En parlant de l’auteur-compositeur du Piedmont Dorsey Dixon (1897-1968), l’historien Patrick Huber a dit qu’il « possédait un don rare pour exprimer … des messages sociaux compliqués dans un langage franc, d’autant plus poignant par sa simplicité. » On pourrait dire la même chose de Sara Carter. Dans le contexte de la culture américaine du début du XXe siècle, « Single Girl, Married Girl » n’est pas seulement l’une des chansons les plus courageuses jamais enregistrées et un hommage éclatant à la grande ingéniosité de Sara Carter, mais c’est aussi un schéma des plus profonds pour le changement social issu de la musique « roots » américaine. « Single Girl, Married Girl » présente une certaine ressemblance avec « Single Life » de Roba Stanley (1908-1986), enregistrée en 1925 alors qu’elle n’avait que 14 ans. Les deux chansons, enracinés dans la culture populaire des Appalaches, dénoncent sévèrement le mariage et la maternité pour avoir étouffé la mobilité personnelle et sociale des femmes.

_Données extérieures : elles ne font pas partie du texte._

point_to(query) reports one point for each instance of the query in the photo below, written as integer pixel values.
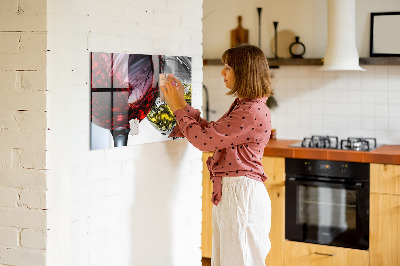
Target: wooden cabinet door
(277, 233)
(304, 254)
(384, 236)
(206, 226)
(385, 178)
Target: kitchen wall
(135, 205)
(23, 128)
(60, 203)
(342, 103)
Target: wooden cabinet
(384, 230)
(304, 254)
(274, 168)
(385, 215)
(277, 233)
(385, 178)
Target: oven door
(327, 213)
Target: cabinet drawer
(304, 254)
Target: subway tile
(342, 122)
(367, 110)
(354, 82)
(367, 123)
(367, 96)
(394, 110)
(342, 109)
(380, 84)
(380, 71)
(355, 96)
(304, 82)
(381, 110)
(355, 109)
(394, 137)
(382, 136)
(394, 71)
(355, 122)
(329, 109)
(342, 96)
(381, 123)
(381, 97)
(394, 97)
(355, 132)
(304, 72)
(394, 123)
(367, 133)
(367, 82)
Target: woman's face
(229, 76)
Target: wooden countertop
(389, 154)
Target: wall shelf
(274, 63)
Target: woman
(242, 211)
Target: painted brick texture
(23, 132)
(135, 205)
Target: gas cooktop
(332, 142)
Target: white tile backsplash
(343, 103)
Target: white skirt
(241, 223)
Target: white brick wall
(135, 205)
(23, 132)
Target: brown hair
(250, 66)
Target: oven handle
(357, 185)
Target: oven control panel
(336, 169)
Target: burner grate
(358, 144)
(327, 142)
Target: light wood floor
(206, 261)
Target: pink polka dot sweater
(238, 139)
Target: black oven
(327, 202)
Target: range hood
(341, 51)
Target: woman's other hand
(174, 93)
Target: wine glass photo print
(126, 102)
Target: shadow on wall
(155, 199)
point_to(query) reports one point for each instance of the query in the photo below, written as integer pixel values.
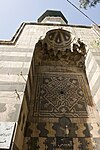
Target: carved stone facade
(62, 114)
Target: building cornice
(20, 29)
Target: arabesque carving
(72, 54)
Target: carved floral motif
(59, 47)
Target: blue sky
(14, 12)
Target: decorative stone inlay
(58, 95)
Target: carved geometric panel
(59, 95)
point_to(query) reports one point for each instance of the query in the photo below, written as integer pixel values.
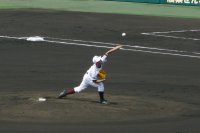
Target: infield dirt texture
(153, 82)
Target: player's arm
(113, 50)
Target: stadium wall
(177, 2)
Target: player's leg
(100, 87)
(101, 93)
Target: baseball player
(94, 77)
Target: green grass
(101, 6)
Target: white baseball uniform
(90, 76)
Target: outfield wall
(180, 2)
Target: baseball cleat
(63, 94)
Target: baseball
(123, 34)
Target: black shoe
(62, 94)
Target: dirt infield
(154, 79)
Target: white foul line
(110, 45)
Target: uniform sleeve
(104, 58)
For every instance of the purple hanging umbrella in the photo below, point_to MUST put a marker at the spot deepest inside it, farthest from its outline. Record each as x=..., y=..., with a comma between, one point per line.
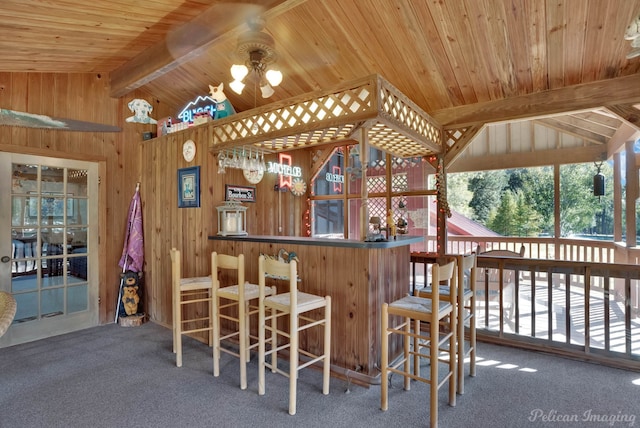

Le succès commercial immédiat de « Single Girl, Married Girl » a aussi fait ressortir l’attrait de la musique traditionnelle pour un public plus large que celui des Appalaches. Après la sortie des premiers enregistrements de la famille Carter, Sara a été surprise de constater que « Single Girl, Married Girl » était la chanson la plus vendue quand son premier paiement de redevances est arrivé.